Because the hypotheses of Theorem 1 do not hold, we cannot use Theorem 1 to determine whether the given initial value problem does or does not have a unique solution. It turns out that this initial value problem has more than one solution.

Hence, Theorem 1 does not imply the existence of a unique solution that satisfies $\mathbf{y}\left(x_0\right)\mathbf{=}\mathbf{0}$.

Because y comes in the denominator, the function is not defined at $\mathrm{y}=0$.

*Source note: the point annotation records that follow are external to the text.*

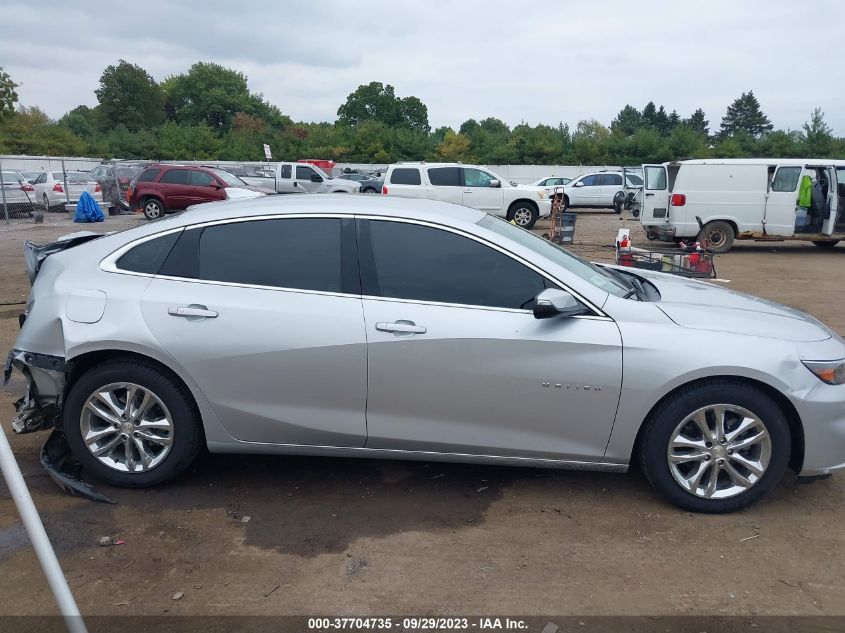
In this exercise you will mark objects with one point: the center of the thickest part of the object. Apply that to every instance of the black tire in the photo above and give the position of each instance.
(153, 209)
(658, 429)
(187, 436)
(719, 234)
(524, 213)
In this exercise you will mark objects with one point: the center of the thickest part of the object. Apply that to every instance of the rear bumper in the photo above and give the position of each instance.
(40, 407)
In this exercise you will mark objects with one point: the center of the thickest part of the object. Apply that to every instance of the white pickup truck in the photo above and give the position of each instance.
(302, 178)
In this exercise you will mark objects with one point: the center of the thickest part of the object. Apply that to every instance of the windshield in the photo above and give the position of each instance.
(229, 179)
(581, 267)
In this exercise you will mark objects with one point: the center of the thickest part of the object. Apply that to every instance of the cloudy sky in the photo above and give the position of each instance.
(539, 62)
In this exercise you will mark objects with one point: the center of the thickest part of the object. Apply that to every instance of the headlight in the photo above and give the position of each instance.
(832, 371)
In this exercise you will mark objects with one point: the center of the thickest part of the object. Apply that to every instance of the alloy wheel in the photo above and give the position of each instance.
(719, 451)
(126, 427)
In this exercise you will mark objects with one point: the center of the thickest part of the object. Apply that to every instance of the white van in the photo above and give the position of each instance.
(748, 198)
(471, 186)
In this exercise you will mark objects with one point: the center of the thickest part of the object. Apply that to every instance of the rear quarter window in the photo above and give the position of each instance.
(405, 176)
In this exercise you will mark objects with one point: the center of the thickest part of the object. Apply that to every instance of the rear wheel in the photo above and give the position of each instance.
(719, 235)
(153, 209)
(523, 214)
(131, 424)
(715, 447)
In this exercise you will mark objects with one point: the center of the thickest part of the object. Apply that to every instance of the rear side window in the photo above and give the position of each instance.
(201, 179)
(655, 178)
(445, 176)
(786, 179)
(149, 256)
(301, 253)
(405, 176)
(148, 175)
(428, 264)
(175, 177)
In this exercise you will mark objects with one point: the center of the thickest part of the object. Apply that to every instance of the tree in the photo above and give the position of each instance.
(745, 115)
(378, 102)
(212, 94)
(628, 121)
(697, 123)
(819, 134)
(8, 95)
(129, 96)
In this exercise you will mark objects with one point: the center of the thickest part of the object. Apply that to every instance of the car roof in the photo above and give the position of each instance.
(406, 208)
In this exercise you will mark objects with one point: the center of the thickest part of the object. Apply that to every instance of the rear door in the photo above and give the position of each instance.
(175, 188)
(446, 184)
(655, 195)
(266, 317)
(479, 194)
(782, 201)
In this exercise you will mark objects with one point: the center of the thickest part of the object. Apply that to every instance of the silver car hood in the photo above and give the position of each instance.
(704, 306)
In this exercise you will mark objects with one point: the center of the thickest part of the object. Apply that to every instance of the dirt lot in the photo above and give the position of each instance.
(332, 536)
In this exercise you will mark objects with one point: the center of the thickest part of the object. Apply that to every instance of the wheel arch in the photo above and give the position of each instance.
(793, 419)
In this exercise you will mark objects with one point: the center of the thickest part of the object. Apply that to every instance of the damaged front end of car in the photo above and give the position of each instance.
(40, 409)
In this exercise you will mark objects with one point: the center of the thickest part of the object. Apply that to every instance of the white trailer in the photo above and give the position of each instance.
(739, 199)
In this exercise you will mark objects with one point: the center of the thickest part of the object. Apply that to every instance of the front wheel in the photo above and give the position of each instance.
(719, 235)
(131, 424)
(524, 214)
(715, 447)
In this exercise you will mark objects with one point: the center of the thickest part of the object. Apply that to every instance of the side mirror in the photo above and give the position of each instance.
(553, 302)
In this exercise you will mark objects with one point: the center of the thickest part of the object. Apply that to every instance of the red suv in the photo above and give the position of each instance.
(160, 189)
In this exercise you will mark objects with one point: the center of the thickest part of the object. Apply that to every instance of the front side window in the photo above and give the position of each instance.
(655, 178)
(405, 176)
(445, 176)
(476, 178)
(300, 253)
(201, 179)
(786, 179)
(427, 264)
(175, 177)
(304, 173)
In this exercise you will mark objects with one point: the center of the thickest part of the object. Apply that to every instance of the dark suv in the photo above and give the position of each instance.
(160, 189)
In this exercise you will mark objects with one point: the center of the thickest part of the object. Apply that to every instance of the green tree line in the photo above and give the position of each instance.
(209, 113)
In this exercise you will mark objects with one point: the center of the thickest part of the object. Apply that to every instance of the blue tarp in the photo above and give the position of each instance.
(87, 209)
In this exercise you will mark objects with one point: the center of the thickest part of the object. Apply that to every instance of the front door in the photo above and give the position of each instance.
(266, 318)
(479, 194)
(457, 363)
(782, 216)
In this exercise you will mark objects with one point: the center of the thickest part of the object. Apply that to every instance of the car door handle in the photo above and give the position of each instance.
(400, 327)
(192, 311)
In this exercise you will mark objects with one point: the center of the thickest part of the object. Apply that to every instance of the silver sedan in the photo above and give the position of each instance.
(412, 329)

Hence, when ${\mathit{x}}_{\mathbf{0}}\mathbf{\ne }\mathbf{0}$  equation (13) can’t possibly have a solution in a neighbourhood of $\mathbf{x}\mathbf{=}{\mathbf{x}}_{\mathbf{0}}$ that satisfies $\mathbf{y}\left(x_0\right)\mathbf{=}\mathbf{0}$.

In Figure 1.4, the implicit solutions for $\mathrm{c}=0,\pm 1,\pm 4$ are sketched.

The curves are hyperbolas with common asymptotes $y=\pm 2x$. Notice that the implicit solution curves (with c arbitrary) fill the entire plane and are non-intersecting for $\mathrm{c}\ne 0$. For $\mathrm{c}=0$, the implicit solution gives rise to the two explicit solutions $\mathrm{y}=2\mathrm{x}$ and $y=-2x$, both of which pass through the origin.

Thus, the two distinct solutions to (13) satisfying $\mathit{y}\mathbf{\left(}\mathbf{0}\mathbf{\right)}\mathbf{=}\mathbf{0}$ are $\mathit{y}\mathbf{=}\mathbf{2}\mathit{x}$ and $\mathbf{y}\mathbf{=}\mathbf{-}\mathbf{2}\mathbf{x}$.